Yes, I am still cynical about the impact AI will have on the creative arts. For all the benefits, there are an equal or greater amount of risks particularly for the composer and songwriter or any other creative professionalsI. I will simply say the following. AI can not create art and while it may be able to create music in the technical sense it has not or may not (hope not) reach the spark of human ingenuity and creativity.


However, will AI generated music be good enough? Good enough for a commercial? A score? TV score? Game score? Why not. Garage band, Acid, Reason, Ableton loops and other drag and drop music has been good enough for years enabling the simplest amateur to be successful. So will AI music be good enough? Maybe...probably since music appreciation and effectiveness is in the eye of the beholder - director, producer, listener, etc. and in many cases in the eye of the budget. So if you can get decent music for cheap and have AI produce music in the style of X composer, yeah I can see that. Of course this makes it that much harder for professional composers who have spent years and even decades honing their craft to compete with the AI composer software.


While human composition requires that unique spark of ideation, melodic structure, voicing, orchestration, counterpoint, etc. technology may not be able to construct complex emotional and structural abstract concepts into art. But you never know. I am concerned that if we passively adopt Al music without critique or challenge, we are at great risk of diminishing the unique perspectives and cultural vitality that has traditionally come from human-made creative works.

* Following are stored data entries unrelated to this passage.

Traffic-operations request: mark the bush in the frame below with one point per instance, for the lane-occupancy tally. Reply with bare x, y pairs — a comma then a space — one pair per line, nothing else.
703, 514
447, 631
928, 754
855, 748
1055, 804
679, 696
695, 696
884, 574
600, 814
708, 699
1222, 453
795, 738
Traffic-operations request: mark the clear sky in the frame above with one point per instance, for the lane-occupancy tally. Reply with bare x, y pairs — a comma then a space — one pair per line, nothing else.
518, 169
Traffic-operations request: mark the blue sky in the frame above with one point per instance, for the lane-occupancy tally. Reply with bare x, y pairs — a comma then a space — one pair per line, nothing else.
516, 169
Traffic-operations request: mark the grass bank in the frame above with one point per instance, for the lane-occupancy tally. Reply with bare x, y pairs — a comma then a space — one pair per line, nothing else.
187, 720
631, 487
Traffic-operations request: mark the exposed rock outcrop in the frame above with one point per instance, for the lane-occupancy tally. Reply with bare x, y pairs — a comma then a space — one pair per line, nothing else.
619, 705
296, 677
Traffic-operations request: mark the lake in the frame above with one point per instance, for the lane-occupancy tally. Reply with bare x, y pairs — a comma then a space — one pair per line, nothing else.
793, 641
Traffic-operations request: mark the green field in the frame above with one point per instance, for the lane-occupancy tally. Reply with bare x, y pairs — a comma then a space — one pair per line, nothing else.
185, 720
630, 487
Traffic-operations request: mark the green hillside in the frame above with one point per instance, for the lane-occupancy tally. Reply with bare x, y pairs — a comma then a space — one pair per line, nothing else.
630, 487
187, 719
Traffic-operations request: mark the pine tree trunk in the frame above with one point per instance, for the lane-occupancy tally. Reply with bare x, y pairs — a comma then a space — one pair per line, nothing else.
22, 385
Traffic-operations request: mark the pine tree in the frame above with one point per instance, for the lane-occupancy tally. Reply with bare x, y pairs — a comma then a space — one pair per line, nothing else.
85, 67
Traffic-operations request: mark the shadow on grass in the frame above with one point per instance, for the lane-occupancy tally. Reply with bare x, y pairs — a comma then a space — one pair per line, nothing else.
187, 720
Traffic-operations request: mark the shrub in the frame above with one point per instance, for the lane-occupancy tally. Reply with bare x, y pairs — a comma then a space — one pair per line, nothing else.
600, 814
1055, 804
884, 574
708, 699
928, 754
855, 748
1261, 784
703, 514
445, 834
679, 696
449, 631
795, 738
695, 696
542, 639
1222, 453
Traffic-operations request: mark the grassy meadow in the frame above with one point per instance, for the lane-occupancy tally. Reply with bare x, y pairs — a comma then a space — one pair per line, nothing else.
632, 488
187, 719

Another consideration is the demonetization and devaluing of human art versus AI generated facsimiles. If you can create an AI generated piece of music that has little financial value but is good enough, this will put enormous pressure on professional Composers and the "value" of what they do and the music they create. This will make it even harder for existing and up and coming composers to get paid what their worth which is already a difficult challenge.


Lastly, as a point of consideration, this is not just a technology disrupter that effects composer, musicians, etc. but all creative artists from photographers, videographers, directors to artists and more. Think of this. If you are an Apple user of Keynote you are familiar with the "Ken Burns" effect of image presentation. This is an old technology, but still mimicked Ken's editing style of presenting still images. No imagine if you import video/film footage into an AI editing software that enables you to process or edit the footage in the style of Chris Nolan, Steven Spielberg and Tim Burton. While cool and fun, it in this humble composers opinion, devalues their creativity, vision, and unique God given talent. Why would Chris Nolan be relevant any more when everyone can look like a Chris Nolan shot or scene.


I know I sound like a dooms day alarmist, but these are the types of questions we as a musical brother and sisterhood should be discussing before its too late because its coming. Its already tough in the scoring world with the classic 10% of top composers doing 90% of the work. Now add AI and you have a dead industry and human nature being what it is...good enough will suffice. Don't believe me? One word - MP3.